BOISE – Sen. Jim Hammond, R-Coeur d’Alene, says he doesn’t want teachers to lose the $38.8 million in performance-pay bonuses that the state is scheduled to send out to school districts on Nov. 15 – he just wants it distributed differently than the voter-rejected Students Come First laws required.
“I would like to see it go to the base, and let the teachers negotiate with their local school boards for it,” Hammond said. “Because I think it’s disingenuous … giving merit pay to people that don’t deserve it. I don’t want to do that to teachers.”
The law’s initial bonuses, awarded to teachers based on last school year, are tied to student achievement increases for entire schools or groups. As those receiving bonuses were announced over the past week, there have been concerns raised around the state about nonqualifying schools that in some cases have been recognized as outstanding but have high numbers of low-income and disadvantaged students. In Boise and Coeur d’Alene, that concern has prompted teachers to ponder pooling their bonus money to share with teachers at those schools.
Hammond, a former school principal, said some teachers who don’t deserve bonuses are getting them, while deserving, high-performing teachers are going without.
“It’s not that I’m against merit pay,” Hammond said. “But this isn’t working, and we shouldn’t do it. Let the local school districts work that out.”
It’s not clear whether the state has that option at this point. A legal opinion from the state attorney general’s office on the status of the bonuses is due to the state Department of Education shortly.
October revenues miss projections
Idaho state tax revenues came in $10 million below projections in October, for a year-to-date $6.9 million below forecast, a 0.8 percent lag. After accounting for amounts the Legislature must reimburse deficiency accounts for fires, pests and hazardous material incidents, the state now looks on track to end the fiscal year with a $30.1 million balance, $25.7 million more than was anticipated when the legislative session adjourned last spring.
Goedde mulls chairmanship
Coeur d’Alene Sen. John Goedde, who just won re-election to a seventh term in the Senate, says he may or may not continue as the Senate Education Committee chairman. “I would be in line to take the Commerce & Human Resources chairmanship, and that’s something that I spent … years being involved with as a small businessman,” said Goedde, an insurance agent. “And I would not have the hassle of dealing with the leadership of the IEA there.”

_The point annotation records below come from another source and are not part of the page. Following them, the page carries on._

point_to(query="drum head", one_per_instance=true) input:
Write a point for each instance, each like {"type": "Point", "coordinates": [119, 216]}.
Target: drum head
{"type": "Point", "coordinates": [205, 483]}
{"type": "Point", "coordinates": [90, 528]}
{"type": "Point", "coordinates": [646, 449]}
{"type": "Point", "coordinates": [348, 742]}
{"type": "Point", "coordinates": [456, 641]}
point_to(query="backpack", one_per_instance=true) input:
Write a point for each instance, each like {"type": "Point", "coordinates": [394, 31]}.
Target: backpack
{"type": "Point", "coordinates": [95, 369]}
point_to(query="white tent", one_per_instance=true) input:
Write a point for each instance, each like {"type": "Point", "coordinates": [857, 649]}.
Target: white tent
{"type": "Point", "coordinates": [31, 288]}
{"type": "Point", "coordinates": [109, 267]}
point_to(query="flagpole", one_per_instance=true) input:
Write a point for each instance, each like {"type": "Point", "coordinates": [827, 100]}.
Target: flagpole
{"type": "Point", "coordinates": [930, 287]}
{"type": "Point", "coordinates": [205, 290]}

Clearly stung by the defeat of Propositions 1, 2 and 3, the school reform measures – of which Goedde was the lead legislative sponsor and which the Idaho Education Association opposed – he said he’ll “withhold judgment on how serious the IEA is on looking at education reform” until he sees what vision the teachers union proposes for future reform. “If the union is sincere in looking at reform, I think they need to be included,” Goedde said. “But if it’s going to be ‘not only no but hell no,’ which has kind of been their prior approach to this, then it’s a futile effort to include them.”
Goedde said that by seniority, if he were to leave the education chairmanship, the next person eligible would be Sen. Monty Pearce, R-New Plymouth, who now chairs the Resources Committee. And if he didn’t want to, the next would be Sen. Russ Fulcher, R-Meridian, who now serves as caucus chairman.
Goedde said, “But with that said, I also made a commitment that I’d see this reform through the end, and I don’t know that I can jump ship mid-term.”
Lawmakers will gather for their North Idaho Legislative Tour starting today; it’s in Moscow and Lewiston this year. The three-day event will be the first chance for jockeying for leadership; it’ll also be the first chance for lawmakers to chew over the election results together. “We need to sit down as a majority caucus and talk about where we go from here,” Goedde said.
No state payments required
I’ve had several inquiries from readers concerned that now that voters have rejected Proposition 3, that the state would face costs related to the now-canceled $182 million student laptop computer contract with Hewlett-Packard. I can verify that according to HP’s Business and Scope of Work Proposal, which was included in the contract as Exhibit D, the state is not required to make any payments.
Bidders were asked to outline early termination costs if Proposition 3 didn’t pass. HP said the cost would be zero, as its period of performance for the contract wouldn’t begin “until and unless Proposition 3 has been approved by Idaho voters in November, 2012.”